Energy & Climate Consulting
Energy & Climate Consulting

Last week, I attended Climate Week NYC in the company of hundreds of climate concerned leaders from around the world.  I was happy to be part of it; if my only way to gauge progress on climate action was by tracking political news, by following social media trends or by reading the latest scientific research, I suspect I’d spend my days in a haze of semi-depression.

But I don’t!  After years of supporting customers as they frame and drive their sustainability agendas, I have a very different perspective. I’m not downcast at all actually: I feel more inspired and motivated and hopeful than ever before.  At Climate Week NYC, I had the pleasure of participating on a panel addressing “Solutions for a 100% Clean Energy Transition”, alongside fellow sustainability thought leaders Dan Bryant, SVP, Global Public Policy and Government Affairs at Walmart, and Chelsea Mozen, Sustainability Lead at Etsy, and moderated by Samantha Smith, Director of Just Transition Centre.  These effective and purposeful people inspired me right there on the spot, and I shared several additional reasons for my optimism.


Organizations all over the world are stepping up in the quest to reduce global greenhouse gas emissions. Just before our panel took the stage, Mike Peirce, Corporate Partnerships Director for The Climate Group, shared that it took 40 years to achieve one terawatt of renewable energy… but we expect it to take only five years to get to the next terawatt. The pace of renewable energy development – just one indicator – is remarkable and accelerating.  That momentum, and the commitment and desire to succeed which drives it, was palpable last week in New York.


As we tell our clients, there is a path to renewable energy adoption for every company but those paths will not all look the same. If an organization is ready to implement a renewable energy strategy, then I am 100% certain they can achieve ambitious emission reductions. There will be at least one solution available somewhere along the continuum; from onsite renewable energy to aggregated PPAs or VPPAs, from utility green tariffs to competitive retail energy….there is truly something for everyone.

Exhibit A: my two fellow Climate Week NYC panelists, Walmart and Etsy, both members of the RE100 initiative led by The Climate Group as the world’s largest retailer, Walmart has set an aggressive renewable electricity goal within their corporate context of delivering consistently low prices to their customers. To date, 26% of Walmart’s global operations are powered by renewable electricity, with a target of 50% by 2025.1  On the other end of the spectrum, e-commerce website Etsy is proudly embracing its role as the smallest player in the largest renewable energy aggregation to date, together with Apple, Akamai and Swiss Re. Two completely different organizations, with vastly different budgets and corporate goals – but both making a meaningful impact with their approach to renewable energy solutions.

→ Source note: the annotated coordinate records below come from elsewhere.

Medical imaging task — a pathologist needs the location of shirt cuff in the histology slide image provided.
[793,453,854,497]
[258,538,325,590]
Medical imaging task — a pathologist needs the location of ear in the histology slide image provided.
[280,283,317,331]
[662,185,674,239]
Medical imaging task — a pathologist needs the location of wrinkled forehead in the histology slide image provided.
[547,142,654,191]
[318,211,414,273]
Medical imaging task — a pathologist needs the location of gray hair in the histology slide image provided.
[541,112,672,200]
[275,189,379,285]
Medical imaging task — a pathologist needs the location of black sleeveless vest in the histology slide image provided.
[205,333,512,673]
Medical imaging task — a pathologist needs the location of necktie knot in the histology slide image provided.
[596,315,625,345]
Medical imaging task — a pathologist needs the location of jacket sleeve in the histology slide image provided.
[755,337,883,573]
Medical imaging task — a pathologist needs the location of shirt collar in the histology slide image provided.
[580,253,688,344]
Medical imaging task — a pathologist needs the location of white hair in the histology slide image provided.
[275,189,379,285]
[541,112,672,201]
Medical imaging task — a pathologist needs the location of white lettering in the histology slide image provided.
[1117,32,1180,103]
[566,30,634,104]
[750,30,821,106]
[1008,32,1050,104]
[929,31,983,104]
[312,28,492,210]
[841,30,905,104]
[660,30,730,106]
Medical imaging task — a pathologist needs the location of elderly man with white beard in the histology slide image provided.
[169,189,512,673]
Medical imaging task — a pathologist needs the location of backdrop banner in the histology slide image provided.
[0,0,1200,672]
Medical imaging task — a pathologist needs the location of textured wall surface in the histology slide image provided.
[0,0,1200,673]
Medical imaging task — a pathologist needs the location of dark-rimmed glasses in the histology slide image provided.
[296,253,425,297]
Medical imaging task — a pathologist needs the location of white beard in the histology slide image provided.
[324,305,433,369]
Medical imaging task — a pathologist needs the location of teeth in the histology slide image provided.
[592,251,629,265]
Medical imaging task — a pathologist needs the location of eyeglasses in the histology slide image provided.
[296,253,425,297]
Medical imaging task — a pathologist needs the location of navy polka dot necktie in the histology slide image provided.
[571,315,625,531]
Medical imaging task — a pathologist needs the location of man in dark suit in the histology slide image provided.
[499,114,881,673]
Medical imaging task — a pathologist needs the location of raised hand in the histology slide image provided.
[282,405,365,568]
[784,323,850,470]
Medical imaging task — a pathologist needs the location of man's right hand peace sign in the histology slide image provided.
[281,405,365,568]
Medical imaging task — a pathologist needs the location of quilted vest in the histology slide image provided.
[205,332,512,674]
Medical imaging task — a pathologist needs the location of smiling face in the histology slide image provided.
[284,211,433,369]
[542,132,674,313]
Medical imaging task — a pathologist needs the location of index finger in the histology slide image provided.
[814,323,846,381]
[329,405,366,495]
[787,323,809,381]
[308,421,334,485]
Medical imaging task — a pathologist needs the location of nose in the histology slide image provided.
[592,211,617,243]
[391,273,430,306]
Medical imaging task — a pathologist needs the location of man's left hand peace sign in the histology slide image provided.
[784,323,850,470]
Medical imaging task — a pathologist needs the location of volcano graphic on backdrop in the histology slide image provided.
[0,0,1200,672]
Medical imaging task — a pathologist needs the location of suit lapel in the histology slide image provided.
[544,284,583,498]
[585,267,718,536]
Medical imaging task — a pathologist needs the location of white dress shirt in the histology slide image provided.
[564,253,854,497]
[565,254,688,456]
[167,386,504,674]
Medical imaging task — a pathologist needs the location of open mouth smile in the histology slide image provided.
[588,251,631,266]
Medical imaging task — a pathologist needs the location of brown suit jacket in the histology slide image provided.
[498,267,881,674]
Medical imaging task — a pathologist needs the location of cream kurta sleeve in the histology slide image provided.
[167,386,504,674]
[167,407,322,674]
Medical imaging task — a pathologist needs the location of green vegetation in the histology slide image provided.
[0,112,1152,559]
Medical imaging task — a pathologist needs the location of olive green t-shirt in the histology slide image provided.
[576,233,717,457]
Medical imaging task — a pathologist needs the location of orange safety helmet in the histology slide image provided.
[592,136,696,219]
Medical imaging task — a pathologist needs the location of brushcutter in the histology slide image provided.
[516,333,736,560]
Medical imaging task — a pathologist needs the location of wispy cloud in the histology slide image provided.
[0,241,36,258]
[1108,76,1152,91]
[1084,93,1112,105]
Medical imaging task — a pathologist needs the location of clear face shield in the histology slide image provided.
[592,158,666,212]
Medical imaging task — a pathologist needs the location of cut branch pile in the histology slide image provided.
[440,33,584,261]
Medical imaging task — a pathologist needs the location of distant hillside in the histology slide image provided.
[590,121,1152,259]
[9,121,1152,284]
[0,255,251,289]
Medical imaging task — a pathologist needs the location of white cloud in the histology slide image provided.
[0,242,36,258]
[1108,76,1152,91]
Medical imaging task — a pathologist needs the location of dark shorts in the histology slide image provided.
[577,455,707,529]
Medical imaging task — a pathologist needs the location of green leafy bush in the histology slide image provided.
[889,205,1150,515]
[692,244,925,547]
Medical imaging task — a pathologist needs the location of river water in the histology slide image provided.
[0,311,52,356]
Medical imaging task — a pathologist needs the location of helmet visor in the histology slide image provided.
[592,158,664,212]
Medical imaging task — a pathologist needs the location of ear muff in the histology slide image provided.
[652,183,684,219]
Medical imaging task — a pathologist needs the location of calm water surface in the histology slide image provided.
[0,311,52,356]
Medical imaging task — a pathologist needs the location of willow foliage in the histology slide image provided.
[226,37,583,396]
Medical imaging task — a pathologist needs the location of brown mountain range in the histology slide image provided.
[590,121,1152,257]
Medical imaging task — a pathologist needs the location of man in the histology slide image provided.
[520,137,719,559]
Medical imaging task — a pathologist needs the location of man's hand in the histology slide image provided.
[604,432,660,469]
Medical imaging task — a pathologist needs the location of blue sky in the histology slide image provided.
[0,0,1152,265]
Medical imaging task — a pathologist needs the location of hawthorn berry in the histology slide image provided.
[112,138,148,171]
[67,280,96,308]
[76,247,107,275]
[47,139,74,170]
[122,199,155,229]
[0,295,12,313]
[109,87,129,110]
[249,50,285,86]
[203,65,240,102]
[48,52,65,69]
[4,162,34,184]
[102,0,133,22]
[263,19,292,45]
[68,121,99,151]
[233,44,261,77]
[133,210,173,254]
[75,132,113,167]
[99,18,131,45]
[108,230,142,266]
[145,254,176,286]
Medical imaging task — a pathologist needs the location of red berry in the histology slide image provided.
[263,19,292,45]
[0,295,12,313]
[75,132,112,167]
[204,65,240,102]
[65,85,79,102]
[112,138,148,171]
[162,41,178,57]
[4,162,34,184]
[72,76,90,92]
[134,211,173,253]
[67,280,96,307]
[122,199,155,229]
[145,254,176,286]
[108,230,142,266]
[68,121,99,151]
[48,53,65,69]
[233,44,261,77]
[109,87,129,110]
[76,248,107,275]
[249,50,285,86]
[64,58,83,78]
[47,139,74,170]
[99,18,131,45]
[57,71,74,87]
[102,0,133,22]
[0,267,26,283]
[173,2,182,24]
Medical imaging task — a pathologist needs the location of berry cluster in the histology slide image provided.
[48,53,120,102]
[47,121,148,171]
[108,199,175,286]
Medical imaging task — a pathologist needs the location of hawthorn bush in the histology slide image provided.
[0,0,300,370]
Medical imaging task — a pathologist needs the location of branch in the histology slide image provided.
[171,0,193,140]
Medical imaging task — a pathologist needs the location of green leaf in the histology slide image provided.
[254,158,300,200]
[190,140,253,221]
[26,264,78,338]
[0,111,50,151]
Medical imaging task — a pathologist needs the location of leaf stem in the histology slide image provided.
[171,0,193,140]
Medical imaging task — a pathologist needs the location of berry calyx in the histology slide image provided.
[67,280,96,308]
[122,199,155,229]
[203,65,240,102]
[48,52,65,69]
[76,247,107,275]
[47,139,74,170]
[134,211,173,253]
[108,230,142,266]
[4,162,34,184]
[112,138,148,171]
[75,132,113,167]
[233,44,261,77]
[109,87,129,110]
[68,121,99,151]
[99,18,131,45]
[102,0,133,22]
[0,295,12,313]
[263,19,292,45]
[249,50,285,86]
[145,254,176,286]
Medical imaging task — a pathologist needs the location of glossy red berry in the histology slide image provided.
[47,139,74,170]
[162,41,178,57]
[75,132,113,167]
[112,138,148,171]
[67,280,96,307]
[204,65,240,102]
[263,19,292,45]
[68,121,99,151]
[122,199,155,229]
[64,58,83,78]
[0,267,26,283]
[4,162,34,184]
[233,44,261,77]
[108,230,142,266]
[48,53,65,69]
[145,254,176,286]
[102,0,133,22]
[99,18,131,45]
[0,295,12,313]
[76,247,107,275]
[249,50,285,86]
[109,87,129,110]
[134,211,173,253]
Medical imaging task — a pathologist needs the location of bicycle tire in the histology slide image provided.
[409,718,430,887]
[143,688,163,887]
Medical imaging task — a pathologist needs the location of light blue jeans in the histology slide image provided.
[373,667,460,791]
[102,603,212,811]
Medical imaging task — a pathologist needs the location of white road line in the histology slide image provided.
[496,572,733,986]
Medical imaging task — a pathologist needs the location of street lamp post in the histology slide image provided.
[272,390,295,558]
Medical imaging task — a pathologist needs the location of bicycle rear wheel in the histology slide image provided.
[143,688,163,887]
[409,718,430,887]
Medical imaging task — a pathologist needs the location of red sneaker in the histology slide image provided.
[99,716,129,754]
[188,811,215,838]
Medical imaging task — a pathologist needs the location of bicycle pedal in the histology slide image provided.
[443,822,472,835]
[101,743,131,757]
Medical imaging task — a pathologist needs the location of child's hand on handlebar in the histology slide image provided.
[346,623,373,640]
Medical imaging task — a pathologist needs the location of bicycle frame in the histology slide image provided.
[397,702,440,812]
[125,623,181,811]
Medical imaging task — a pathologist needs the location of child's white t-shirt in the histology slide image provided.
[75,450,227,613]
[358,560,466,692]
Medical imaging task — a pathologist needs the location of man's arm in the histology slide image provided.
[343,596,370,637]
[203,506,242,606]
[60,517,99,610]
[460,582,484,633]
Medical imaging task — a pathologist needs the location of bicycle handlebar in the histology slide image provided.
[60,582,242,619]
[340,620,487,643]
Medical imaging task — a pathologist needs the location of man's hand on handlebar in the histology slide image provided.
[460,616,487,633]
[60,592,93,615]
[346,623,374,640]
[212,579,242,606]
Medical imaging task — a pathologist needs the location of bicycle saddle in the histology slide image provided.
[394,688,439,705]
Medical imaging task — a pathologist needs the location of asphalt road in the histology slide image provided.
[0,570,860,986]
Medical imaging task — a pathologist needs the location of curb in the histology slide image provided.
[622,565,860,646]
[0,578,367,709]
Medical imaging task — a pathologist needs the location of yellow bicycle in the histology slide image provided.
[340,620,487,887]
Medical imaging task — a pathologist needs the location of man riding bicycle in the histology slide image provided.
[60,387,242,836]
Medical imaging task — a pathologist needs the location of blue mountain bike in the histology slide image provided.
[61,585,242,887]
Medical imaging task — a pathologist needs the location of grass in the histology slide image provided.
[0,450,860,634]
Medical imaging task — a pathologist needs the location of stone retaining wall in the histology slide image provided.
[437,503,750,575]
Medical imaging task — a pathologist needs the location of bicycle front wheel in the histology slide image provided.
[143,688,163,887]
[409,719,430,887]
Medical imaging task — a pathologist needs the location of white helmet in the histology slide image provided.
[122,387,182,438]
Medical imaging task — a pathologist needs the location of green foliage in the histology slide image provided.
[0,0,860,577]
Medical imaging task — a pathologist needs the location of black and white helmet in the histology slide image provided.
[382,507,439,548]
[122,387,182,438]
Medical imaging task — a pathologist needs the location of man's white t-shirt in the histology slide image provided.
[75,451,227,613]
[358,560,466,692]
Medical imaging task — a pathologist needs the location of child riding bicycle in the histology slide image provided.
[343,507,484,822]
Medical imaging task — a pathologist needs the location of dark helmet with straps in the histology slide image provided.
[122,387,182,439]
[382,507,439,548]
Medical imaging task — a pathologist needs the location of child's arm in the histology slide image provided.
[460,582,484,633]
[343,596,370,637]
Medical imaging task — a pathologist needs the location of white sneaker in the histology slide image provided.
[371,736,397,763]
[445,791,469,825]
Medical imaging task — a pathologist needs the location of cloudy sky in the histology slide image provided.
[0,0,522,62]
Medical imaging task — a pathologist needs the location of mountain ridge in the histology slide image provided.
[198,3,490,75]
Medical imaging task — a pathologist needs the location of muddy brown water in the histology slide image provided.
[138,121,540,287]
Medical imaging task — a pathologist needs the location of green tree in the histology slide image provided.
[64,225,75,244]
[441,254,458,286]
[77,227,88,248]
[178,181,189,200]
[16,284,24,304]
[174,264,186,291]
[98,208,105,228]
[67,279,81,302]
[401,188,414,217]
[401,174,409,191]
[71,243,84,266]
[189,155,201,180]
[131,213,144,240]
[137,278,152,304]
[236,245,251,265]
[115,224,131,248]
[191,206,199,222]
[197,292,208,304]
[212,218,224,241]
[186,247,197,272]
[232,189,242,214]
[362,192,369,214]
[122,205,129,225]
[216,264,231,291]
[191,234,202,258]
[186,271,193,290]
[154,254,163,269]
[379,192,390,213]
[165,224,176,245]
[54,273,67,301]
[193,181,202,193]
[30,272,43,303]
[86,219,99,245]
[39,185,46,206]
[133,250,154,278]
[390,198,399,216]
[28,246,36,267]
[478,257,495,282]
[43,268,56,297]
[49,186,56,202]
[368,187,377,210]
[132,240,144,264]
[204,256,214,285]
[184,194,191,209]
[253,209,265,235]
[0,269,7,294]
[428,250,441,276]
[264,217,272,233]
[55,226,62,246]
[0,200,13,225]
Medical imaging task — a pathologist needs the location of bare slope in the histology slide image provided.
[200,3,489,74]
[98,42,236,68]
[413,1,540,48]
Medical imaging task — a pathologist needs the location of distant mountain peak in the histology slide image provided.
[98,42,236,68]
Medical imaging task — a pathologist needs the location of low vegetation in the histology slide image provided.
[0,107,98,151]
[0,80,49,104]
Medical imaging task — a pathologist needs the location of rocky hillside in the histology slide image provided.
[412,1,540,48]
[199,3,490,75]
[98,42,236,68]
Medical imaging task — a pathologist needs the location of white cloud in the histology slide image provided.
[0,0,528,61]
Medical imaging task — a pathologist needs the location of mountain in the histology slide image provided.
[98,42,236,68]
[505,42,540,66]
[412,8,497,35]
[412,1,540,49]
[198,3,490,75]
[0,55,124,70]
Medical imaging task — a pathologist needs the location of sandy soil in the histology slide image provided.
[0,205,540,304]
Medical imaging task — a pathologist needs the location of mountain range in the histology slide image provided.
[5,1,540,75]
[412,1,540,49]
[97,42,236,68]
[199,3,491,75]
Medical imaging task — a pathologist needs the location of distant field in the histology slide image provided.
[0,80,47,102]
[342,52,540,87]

Our conference room was filled with attendees representing highly diverse organizations. And, as I shared during the panel, the most critical question to start with is “What is your why?”  What are the driving forces behind sustainability at your company? Cost savings? Brand value? Corporate ethos?  Investors or advocates? Because once you understand your “why”, you can build an implementation strategy that amplifies your responsiveness to your particular driving forces.


Several themes surfaced repeatedly at the conference, but perhaps one of the most prominent was the business case for renewable energy. Put simply: more organizations across the globe are embracing renewable energy solutions because they make good business sense.

It makes financial sense, as renewable energy continues its march toward cost parity with fossil fuels all over the world.  It makes sense for job creation; the renewable energy sector now employs over 10 million people worldwide.2 And it makes sense for the harder-to-measure, yet highly valuable, metric of stakeholder engagement. During our session, both of my fellow panelists cited examples of how their companies’ sustainability strategies directly impacted this metric in the form of new employee recruitment and morale (Walmart) and internal employee engagement and enthusiasm (Etsy).

So, despite the fact that it was a dark and stormy day in New York during our Climate Week NYC panel, all of these reasons are why I felt bright and optimistic about the direction we are headed in our quest to achieve a 100% clean energy transition.  I truly believe that it’s not a matter of if we’ll get there, it’s a matter of when and how fast.